L’Afrique façonnée par cinq économies majeures
D’après les dernières estimations de la Banque africaine de développement, cinq États africains assurent à eux seuls près de 60 % du produit intérieur brut (PIB) du continent. Ces nations, à savoir l’Égypte, le Nigeria, l’Afrique du Sud, l’Algérie et l’Éthiopie, incarnent les véritables moteurs économiques de l’Afrique, influençant directement la dynamique de croissance du continent.
Des atouts variés pour une influence économique majeure
Leur domination s’explique par des facteurs multiples : des ressources naturelles abondantes, des marchés intérieurs dynamiques, une industrie développée ou encore des investissements massifs dans les infrastructures.

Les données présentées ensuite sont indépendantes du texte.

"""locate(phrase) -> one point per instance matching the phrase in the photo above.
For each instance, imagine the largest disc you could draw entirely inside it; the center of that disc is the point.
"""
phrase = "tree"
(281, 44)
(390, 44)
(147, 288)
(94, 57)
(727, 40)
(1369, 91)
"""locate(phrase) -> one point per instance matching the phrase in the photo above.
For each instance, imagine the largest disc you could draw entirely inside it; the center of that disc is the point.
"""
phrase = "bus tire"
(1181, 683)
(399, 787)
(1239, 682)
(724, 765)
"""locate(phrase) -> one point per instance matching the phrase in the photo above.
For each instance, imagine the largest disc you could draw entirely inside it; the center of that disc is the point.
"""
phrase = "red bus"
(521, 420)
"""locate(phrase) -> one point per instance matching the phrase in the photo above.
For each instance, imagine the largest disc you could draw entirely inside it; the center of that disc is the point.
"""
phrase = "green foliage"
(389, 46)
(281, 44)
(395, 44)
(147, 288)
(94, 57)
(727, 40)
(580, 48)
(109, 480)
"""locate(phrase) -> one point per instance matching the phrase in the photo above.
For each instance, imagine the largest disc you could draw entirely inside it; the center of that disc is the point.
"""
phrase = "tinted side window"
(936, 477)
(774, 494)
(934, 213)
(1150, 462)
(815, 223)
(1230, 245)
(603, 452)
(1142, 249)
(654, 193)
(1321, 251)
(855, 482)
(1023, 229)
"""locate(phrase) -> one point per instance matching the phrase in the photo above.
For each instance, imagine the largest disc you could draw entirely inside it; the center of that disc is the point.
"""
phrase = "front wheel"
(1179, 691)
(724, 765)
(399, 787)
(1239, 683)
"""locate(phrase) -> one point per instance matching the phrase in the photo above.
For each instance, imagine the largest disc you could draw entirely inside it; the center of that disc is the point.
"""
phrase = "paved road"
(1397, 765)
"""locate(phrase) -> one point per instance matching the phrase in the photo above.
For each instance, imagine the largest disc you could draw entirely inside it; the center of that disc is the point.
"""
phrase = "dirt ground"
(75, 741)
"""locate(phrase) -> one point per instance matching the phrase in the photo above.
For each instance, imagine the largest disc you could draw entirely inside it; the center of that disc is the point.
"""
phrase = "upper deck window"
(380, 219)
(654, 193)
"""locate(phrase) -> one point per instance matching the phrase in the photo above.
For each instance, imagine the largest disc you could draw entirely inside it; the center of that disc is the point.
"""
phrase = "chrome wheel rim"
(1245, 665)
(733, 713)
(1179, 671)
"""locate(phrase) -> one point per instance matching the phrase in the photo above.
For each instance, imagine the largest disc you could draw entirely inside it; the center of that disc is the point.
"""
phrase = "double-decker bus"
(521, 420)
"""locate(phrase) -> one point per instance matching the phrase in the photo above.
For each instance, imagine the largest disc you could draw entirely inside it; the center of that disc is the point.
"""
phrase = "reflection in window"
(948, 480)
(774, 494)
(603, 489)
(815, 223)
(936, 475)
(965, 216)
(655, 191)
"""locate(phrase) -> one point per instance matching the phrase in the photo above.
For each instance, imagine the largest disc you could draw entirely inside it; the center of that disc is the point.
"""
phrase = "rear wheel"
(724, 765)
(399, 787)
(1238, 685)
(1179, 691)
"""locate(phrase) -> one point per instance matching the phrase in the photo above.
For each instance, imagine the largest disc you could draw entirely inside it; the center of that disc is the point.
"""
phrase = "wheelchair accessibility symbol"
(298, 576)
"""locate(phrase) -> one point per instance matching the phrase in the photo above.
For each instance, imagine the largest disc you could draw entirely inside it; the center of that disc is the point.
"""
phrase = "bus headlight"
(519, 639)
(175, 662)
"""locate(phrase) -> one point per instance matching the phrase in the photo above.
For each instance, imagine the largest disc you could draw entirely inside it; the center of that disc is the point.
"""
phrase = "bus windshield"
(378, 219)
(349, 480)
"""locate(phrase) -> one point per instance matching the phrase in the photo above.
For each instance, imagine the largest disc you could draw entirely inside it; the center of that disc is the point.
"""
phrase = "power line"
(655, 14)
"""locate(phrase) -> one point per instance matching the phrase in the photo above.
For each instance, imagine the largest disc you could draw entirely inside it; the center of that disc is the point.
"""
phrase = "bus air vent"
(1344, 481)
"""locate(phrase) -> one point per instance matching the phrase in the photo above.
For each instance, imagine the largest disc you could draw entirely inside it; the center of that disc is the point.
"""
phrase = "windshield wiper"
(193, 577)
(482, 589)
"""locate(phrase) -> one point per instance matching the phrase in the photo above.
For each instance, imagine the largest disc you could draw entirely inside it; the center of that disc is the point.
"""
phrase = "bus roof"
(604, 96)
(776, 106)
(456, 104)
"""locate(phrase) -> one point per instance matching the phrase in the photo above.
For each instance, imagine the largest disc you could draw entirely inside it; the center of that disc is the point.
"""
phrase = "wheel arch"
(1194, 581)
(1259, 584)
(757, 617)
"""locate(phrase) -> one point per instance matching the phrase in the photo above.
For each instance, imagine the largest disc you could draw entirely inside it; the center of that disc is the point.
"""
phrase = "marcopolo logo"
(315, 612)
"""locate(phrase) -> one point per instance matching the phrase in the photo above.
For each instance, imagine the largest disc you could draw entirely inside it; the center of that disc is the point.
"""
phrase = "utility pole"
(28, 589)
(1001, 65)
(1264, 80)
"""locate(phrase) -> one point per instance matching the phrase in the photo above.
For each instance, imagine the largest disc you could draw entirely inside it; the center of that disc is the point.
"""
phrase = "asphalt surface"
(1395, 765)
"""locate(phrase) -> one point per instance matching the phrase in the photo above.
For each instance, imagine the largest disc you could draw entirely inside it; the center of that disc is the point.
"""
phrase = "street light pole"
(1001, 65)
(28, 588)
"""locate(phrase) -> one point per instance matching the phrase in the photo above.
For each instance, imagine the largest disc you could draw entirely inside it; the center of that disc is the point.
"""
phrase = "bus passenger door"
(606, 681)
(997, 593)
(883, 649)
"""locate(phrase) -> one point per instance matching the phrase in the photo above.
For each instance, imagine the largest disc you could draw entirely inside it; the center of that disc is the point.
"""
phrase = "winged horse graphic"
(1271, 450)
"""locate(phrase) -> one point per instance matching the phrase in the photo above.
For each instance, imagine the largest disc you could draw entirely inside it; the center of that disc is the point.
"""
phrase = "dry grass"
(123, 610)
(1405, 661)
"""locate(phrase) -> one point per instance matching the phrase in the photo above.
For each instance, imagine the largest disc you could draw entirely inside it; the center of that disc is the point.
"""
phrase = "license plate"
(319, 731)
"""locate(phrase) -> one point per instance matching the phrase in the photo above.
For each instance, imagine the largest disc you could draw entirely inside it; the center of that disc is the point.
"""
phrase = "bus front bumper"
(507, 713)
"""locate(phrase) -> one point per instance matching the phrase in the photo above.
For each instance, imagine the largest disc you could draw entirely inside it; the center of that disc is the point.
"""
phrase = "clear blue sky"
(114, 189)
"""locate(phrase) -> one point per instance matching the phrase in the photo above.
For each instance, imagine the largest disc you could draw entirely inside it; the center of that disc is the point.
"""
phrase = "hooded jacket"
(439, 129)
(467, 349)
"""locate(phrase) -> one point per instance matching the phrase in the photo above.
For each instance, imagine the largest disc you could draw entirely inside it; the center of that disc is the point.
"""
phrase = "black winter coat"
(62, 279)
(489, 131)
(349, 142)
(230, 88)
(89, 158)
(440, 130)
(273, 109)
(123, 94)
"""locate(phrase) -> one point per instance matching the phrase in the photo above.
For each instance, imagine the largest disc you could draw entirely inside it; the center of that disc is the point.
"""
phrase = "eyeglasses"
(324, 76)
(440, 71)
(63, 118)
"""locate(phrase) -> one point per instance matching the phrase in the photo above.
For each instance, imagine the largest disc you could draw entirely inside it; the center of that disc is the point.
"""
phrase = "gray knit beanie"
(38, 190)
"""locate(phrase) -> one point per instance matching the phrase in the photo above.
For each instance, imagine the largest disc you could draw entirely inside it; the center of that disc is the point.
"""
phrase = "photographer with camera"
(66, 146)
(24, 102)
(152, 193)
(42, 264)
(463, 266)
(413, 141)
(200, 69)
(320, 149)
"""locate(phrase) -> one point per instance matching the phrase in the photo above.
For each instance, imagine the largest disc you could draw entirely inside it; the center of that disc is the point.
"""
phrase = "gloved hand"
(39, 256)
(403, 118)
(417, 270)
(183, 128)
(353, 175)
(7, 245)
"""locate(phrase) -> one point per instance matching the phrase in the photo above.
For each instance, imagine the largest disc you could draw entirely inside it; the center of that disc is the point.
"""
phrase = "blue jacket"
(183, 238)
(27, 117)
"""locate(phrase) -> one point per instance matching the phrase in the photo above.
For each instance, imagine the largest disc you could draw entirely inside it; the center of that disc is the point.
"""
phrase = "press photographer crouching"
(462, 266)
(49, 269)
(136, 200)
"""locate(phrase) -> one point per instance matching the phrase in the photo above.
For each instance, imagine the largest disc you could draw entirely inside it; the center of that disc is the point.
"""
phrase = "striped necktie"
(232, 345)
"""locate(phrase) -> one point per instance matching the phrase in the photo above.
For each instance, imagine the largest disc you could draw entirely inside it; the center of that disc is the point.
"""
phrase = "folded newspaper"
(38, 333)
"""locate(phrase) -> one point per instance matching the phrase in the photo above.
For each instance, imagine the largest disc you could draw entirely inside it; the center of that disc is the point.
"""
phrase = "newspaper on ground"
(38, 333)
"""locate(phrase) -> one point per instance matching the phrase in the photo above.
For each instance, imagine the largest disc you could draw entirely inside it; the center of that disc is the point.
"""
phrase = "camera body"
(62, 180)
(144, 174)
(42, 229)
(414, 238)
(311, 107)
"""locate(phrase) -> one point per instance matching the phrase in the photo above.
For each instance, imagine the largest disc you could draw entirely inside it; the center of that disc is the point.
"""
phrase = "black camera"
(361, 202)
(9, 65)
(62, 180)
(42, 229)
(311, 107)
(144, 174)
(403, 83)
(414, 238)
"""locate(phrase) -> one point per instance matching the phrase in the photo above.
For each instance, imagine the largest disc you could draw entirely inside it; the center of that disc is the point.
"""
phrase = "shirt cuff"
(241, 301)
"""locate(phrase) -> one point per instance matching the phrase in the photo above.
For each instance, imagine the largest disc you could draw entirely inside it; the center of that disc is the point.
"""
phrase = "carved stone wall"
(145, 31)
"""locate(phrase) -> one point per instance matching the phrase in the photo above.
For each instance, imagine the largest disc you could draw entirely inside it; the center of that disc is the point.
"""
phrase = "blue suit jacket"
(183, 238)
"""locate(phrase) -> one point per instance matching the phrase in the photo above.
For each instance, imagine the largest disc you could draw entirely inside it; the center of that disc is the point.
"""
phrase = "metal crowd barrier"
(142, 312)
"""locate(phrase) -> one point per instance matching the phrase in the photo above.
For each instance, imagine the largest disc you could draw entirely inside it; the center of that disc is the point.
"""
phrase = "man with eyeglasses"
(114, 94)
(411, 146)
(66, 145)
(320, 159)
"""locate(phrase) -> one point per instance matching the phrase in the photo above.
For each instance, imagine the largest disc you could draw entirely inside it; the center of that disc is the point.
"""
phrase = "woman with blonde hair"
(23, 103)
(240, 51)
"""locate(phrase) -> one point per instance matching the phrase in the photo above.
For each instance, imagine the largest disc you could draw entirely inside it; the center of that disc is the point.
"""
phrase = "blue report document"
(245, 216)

Ces leviers ont permis à ces pays de s’imposer comme des acteurs incontournables du développement africain.
Chacun à leur manière, ces géants structurent l’économie africaine
- L’Égypte et le Nigeria : leur poids démographique et leur capacité à diversifier leur économie en font des références incontournables. Le Nigeria, en particulier, mise sur ses ressources pétrolières et son secteur agricole pour renforcer sa position.
- L’Afrique du Sud : leader industriel et financier du continent, elle concentre les sièges sociaux des plus grandes entreprises africaines et bénéficie d’un secteur bancaire parmi les plus avancés d’Afrique.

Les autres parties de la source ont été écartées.